Reflecting the complete opposite persona with unparalleled confidence, wit, and completely free of the chains of caring what others think, is his trusty dog Snoopy. He might be a beagle, others may treat him like a beagle, but he knows he is so much more. Joe Cool, dance instructor, top student, fighter pilot, spy…Snoopy does it all. Maybe that’s the point: Charlie Brown is more than he thinks he is, and Snoopy knows he is more, but it’s society that keeps him down.

Snoopy’s real story begins after being thrown out of the school classroom for pretending to be a student and landing in a trash bin. Perhaps a symbol of the times, Snoopy finds a working typewriter in the trash, takes it back to his doghouse, and starts typing “The Greatest Love Story of All Time”. In it, he is a World War I flying ace who is out to defeat his sworn enemy…The Red Baron. Flying his aerodynamic machine-gun armed doghouse with the help of his Woodstock-led support team, Snoopy is a force to be reckoned with.

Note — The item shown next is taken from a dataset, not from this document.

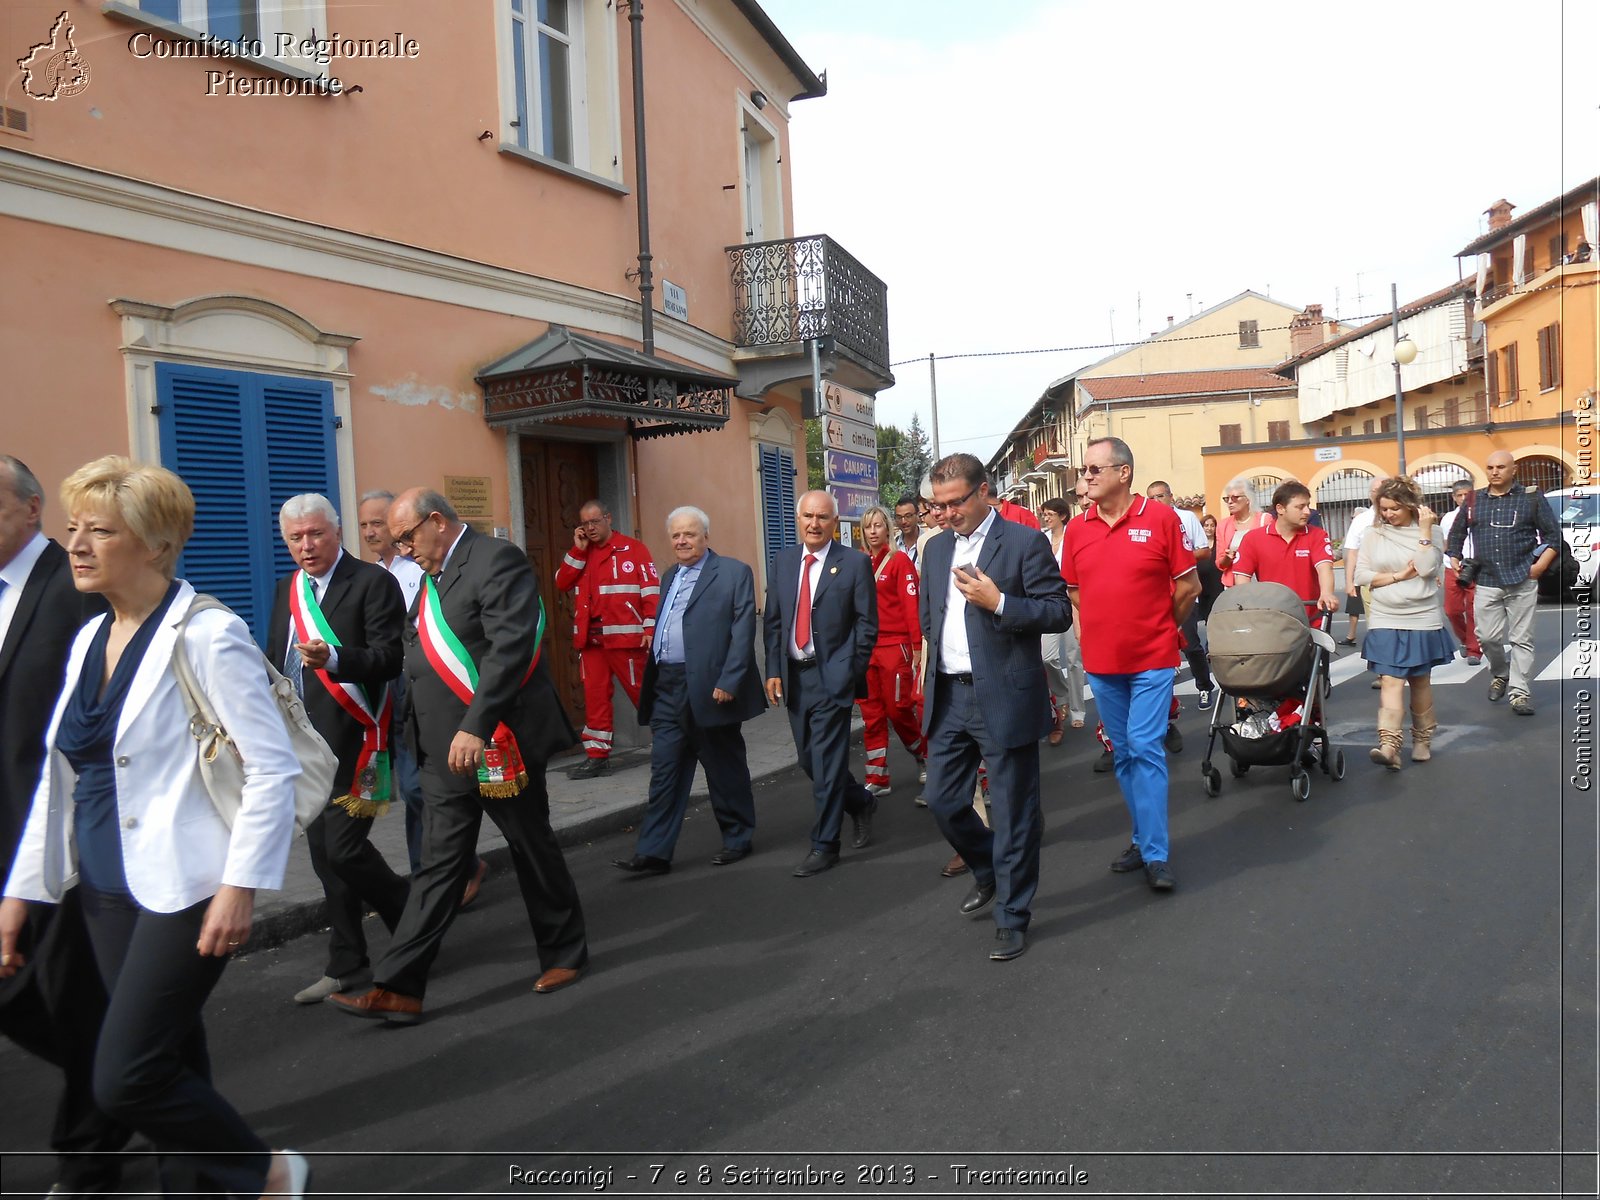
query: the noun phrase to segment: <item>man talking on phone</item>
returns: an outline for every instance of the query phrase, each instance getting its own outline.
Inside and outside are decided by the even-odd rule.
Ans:
[[[947,522],[923,552],[919,600],[927,647],[928,808],[972,868],[963,916],[993,905],[989,958],[1027,949],[1039,887],[1039,739],[1050,732],[1050,693],[1039,638],[1072,623],[1066,585],[1037,529],[989,506],[983,463],[940,459],[933,505]],[[979,760],[989,772],[989,825],[972,807]]]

However, brave Snoopy is not immune to the ravages of love! He too has a crush on an imaginary pink poodle damsel in distress named Fifi (Fifi!).

What makes the Snoopy story even more endearing is it’s all in his mind and there is a wonderful sequence where we are seeing the story through Snoopy’s eyes and then through reality. I suspect it’s through imagination that the infinitely bright Snoopy can get through his day around us foolish humans.

Cinematically, the film was a joy in 3D. Scene after scene, they did creative things to keep it interesting – especially the Red Baron flight sequences with Snoopy and Woodstock. It was a great artistic choice to transform the Peanuts world into volumetric 3D for the film as it brought even more life to the movie. I have to admit that part of the joy was watching my four year old stretch his arms out to the screen and yell “Oh my goodness!!!”. Tired of the lackluster 3D conversions, we hadn’t seen a 3D movie in a long time, so we are glad we went to this one.

Last Peanuts Strip

Shortly before Charles M. Shulz passed away, his last strip was a single panel letter explaining that he couldn’t continue, and his family didn’t want others to write in his place. I remember how sad and heartbroken I felt when I read that. This movie affected me more than I expected, and I think Shultz would be proud to know that the Peanuts Movie was written by Craig Shulz and Bryan Schulz. Craig Shulz is Charles Shulz’s son, and Bryan Shulz is his grandson. Bringing more magic from the past, the film’s Snoopy and Woodstock voices were sourced from Bill Melendez archival footage from earlier works.

Reflecting on the comic strips and earlier Peanuts films, I remember always feeling sad for Charlie Brown because things never worked out for him. He never got the girl, he never got the kite in the air, and he always fumbled with something no matter how well planned and practiced he was. Completing the story in a way their predecessor didn’t, The Peanuts Move is a welcome take on the value of Charlie Brown and why it’s important to try and try again no matter the outcome.